Zunehmende Polarisierung

Beuth: «Gewaltspirale» zwischen Rechts- und Linksextremisten

Der Hass zwischen Extremisten aus dem rechten und linken Spektrum sitzt tief - und mündet teils in Gewalt. Das Thema beschäftigte am Donnerstag hochrangige Experten bei einer Veranstaltung des Verfassungsschutzes in Wiesbaden.

Peter Beuth (CDU), Innenminister von Hessen, spricht bei einer Pressekonferenz. Foto: Jörg Carstensen/dpa/Archivbild
Peter Beuth (CDU), Innenminister von Hessen, spricht bei einer Pressekonferenz.

Wiesbaden (dpa/lhe) - Hessens Innenminister Peter Beuth warnt vor einer Gewaltspirale zwischen Rechts- und Linksextremisten. «Angesichts der zunehmenden Polarisierung in Teilen der Gesellschaft besteht die Gefahr, dass sich Konflikte zwischen Rechts- und Linksextremisten weiter aufheizen», sagte der CDU-Politiker in Wiesbaden. In beiden Lagern könnte das zu einer zunehmenden Radikalisierung führen.

Beim traditionellen Herbstgespräch des hessischen Landesamtes für Verfassungsschutz (LfV) diskutierten am Donnerstagabend in Wiesbaden Sicherheitsexperten über den oft gewaltsamen Kampf zwischen rechten und linken Verfassungsfeinden sowie dessen Folgen für die freiheitliche Demokratie.

Allein 2022 seien bundesweit 70 rechtsextremistisch motivierte Gewalttaten gegen tatsächliche oder vermeintliche Linksextremisten verübt worden, erläuterte Beuth. Auf der anderen Seite seien 229 linksextremistische Gewaltdelikte gegen tatsächliche oder vermeintliche Rechtsextremisten registriert worden.

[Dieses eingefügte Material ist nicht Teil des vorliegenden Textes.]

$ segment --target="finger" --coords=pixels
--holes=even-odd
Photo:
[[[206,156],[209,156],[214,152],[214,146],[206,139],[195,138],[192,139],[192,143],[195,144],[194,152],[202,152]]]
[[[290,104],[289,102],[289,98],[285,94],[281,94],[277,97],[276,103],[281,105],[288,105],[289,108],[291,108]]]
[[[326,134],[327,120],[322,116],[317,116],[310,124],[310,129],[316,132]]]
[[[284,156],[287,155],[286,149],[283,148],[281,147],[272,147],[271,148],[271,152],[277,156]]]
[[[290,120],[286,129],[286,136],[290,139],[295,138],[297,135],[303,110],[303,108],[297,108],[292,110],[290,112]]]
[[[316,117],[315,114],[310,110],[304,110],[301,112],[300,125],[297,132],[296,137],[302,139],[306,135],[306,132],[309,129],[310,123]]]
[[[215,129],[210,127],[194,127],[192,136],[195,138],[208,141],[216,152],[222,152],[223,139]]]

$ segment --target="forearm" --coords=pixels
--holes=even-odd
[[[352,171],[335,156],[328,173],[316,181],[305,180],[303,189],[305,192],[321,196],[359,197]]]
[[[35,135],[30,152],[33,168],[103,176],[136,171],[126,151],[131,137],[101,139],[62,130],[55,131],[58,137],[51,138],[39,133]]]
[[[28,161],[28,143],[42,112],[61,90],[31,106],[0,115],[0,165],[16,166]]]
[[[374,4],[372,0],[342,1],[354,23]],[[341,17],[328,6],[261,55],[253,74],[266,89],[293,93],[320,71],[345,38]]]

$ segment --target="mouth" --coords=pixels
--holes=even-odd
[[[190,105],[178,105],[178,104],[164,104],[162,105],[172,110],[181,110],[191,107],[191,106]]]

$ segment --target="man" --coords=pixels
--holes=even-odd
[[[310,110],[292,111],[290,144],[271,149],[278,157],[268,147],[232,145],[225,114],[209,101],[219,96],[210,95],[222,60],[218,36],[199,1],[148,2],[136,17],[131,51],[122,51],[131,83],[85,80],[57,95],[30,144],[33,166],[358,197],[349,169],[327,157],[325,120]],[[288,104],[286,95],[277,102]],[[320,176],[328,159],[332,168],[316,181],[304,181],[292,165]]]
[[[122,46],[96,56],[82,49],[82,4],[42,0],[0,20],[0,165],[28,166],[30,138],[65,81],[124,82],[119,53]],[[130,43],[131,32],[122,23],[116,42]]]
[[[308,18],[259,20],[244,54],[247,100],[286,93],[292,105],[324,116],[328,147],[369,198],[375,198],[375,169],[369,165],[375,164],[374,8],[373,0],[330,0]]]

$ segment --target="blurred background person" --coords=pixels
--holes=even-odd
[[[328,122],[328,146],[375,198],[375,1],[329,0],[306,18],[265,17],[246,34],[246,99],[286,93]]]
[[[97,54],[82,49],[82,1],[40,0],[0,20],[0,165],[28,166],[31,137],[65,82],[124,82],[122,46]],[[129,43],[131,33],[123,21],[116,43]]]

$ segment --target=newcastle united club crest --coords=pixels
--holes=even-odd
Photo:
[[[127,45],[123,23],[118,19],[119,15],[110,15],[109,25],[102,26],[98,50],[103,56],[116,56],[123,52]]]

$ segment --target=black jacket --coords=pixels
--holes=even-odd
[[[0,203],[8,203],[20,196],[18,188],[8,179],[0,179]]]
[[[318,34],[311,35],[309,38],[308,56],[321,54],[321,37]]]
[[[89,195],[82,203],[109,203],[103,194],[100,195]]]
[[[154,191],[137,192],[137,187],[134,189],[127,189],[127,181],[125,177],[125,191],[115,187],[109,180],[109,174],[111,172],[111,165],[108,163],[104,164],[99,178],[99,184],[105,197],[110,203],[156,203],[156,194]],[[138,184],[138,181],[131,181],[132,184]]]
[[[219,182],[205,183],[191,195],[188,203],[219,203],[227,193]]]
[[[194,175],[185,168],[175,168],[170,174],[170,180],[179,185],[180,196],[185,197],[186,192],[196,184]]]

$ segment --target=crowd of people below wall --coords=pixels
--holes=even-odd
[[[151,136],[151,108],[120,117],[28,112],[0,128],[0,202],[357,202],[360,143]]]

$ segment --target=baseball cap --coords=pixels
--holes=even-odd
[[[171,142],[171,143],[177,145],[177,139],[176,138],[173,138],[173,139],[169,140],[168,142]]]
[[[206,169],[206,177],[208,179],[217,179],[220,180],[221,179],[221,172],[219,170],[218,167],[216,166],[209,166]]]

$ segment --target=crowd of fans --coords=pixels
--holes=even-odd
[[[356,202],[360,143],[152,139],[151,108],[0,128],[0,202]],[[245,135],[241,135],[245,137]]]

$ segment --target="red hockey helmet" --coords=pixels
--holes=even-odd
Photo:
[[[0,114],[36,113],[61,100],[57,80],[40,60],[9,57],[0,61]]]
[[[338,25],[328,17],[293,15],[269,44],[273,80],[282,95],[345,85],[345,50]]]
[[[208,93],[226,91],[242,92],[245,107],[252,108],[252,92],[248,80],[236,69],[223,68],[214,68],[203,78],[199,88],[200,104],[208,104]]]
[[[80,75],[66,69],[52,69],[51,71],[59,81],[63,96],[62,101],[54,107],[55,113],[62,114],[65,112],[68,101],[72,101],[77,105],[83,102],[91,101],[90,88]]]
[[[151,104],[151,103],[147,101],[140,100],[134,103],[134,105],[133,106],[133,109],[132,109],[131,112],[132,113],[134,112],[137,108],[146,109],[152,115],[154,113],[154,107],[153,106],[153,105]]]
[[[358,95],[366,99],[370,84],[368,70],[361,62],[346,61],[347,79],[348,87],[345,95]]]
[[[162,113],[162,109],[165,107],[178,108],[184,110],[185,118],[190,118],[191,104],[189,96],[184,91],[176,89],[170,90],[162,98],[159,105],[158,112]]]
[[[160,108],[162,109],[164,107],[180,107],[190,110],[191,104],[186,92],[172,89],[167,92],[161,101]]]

Das Gewaltpotenzial zwischen beiden Gruppierungen entlade sich teils in erschreckender Weise, sagte der Minister.

Unterschiedliche Meinungen gehörten zu einer Demokratie dazu - solange der Diskurs auf dem Boden des Grundgesetzes ausgetragen werde, sagte Beuth. Im Freund-Feind-Denken von Extremisten gebe es jedoch keinen Respekt vor Menschen mit anderen Ansichten. Zudem sei unter Extremisten die Idee der Selbstjustiz weit verbreitet. Verfechtern solcher Aktionen müsse man jedoch sagen, dass das Gewaltmonopol beim Staat liege, betonte Beuth.

In Hessen hatte das LfV zuletzt ein wachsendes Potenzial gewaltorientierter Rechts- und Linksextremisten verzeichnet. 2022 wurden 880 Personen zu der Gruppe gewaltorientierter Rechtsextremisten gerechnet, 2019 waren es 840 Personen gewesen. Im politisch linken Spektrum registrierte das LfV für 2022 rund 600 gewaltorientierte Extremisten, im Jahr 2019 waren es noch 520 gewesen.

Beuth ergänzte, dass seit 2019 bis Ende 2022 in Hessen insgesamt 124 Extremisten entwaffnet worden seien. In diesem Zeitraum wurde demnach 65 dem Verfassungsschutz bekannten Extremisten die Erlaubnis für 760 scharfe Schusswaffen von den Behörden entzogen. Weitere 56 Extremisten hätten den Kleinen Waffenschein abgeben müssen, eine Erlaubnis zum Führen von Schreckschuss-, Reizstoff- oder Signalwaffen.

Drei weiteren Extremisten konnte nach den Worten von Beuth bereits im Antragsverfahren eine Erlaubnis verwehrt werden. Im ersten Halbjahr 2023 sei weiteren 24 Extremisten in Hessen die Waffenerlaubnis entzogen worden, darunter sieben Menschen mit Waffenbesitzkarten für insgesamt 32 scharfe Schusswaffen.